Leapfrogging the Digital Divide

I am spending the holiday break in Goa, India. We are staying in a rural area named Santana. I am pecking this out on a BlackBerry while looking out across miles of marsh, populated with frogs, swarms of birds, grazing buffalo, roving pigs, and wandering country chicken.

What's remarkable to me is that this remote area -- where there is no trash pick-up and only occassional bus service -- is quite accessible via mobile technology. While I can't buy the local paper without getting to a nearby town, I can read the New York Times just as well as anyone in New York City.

In India, people are starting to use communications technology to overcome hurdles. College courses are telecast from major universities to hubs around the country where students attend remotely, farmers are making selling decisions based on market data via Internet links, and in traffic-choked cities, telecommuting is becoming a norm. In other parts of the world, banking and money transfer services are finally feasible for millions of rural people via cell phones.

What is the potential of these technologies to make leadership development and resources more accessible? CCL is exploring a number of possibilities along this axis. I anticipate that in years to come more of us will be able to live, work, and learn just fine in places like Santana, sitting as I am right now under a coconut tree listening to the chirp of the grasshoppers.

Monday, December 24, 2007

Designing a Sustainable Future

At the Design with India conference I attended in Bangalore, Geetha Narayanan, the founder of Srishti asked, is the current economic model (that pits development against the environment) the only way forward for India. While the conference showcased the work of talented commercial designers, the role of design as a means to take on social challenges was very much front and center. How can we make sure that economic development doesn’t marginalize the poor or destroy the environment? In Bangalore, the pace of development is simply staggering. New shopping malls, office complexes, residential high-rises, and a commercial airport are all mushrooming, outpacing roads, power, and water supply. The growth is dynamic and creating prosperity, but not without unwanted side effects. The idea that design can make a difference is key.
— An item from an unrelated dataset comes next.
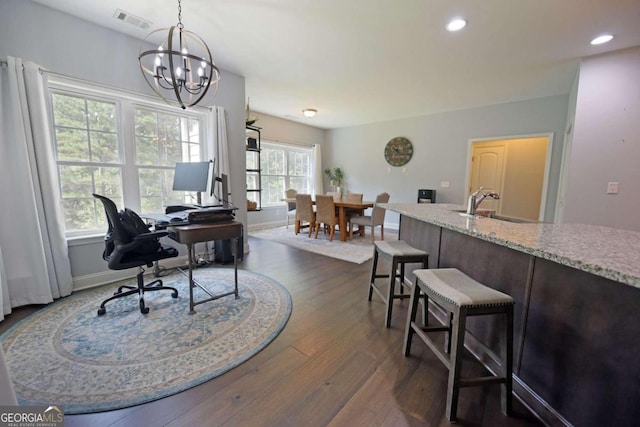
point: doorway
(517, 168)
Design thinking doesn’t assume that what’s gone before is what should be, or that problems are intractable. The ability to envision and enact fresh solutions is predicated on the belief that such solutions are possible in the first place. Poonam Kasturi is a designer who is building such solutions. She is created Daily Dump (, an enterprise to support urban composting. Sixty percent of Bangalore’s urban waste is organic. Turning it into compost, reduces landfill and facilitates recycling of the non-organic waste, such as cardboard and plastic. Poonam’s solution is an elegant stack of earthen pots that can fit physically and aesthetically into small urban apartments. At Poonam’s design school, Srishti, alumni say what they learn that is the most important is the ability to think creatively. A broader challenge for India, is to increase the number of people who can think and create the kind of future we want.

The Center is working in India to increase the number of creative thinkers in an educational environment that has traditionally favored rote learning. In meetings with a number of educational institutions we’ve found a readiness to think about the role of creativity and leadership in preparing students for the future. We’ll have more to report on this front in the months to come.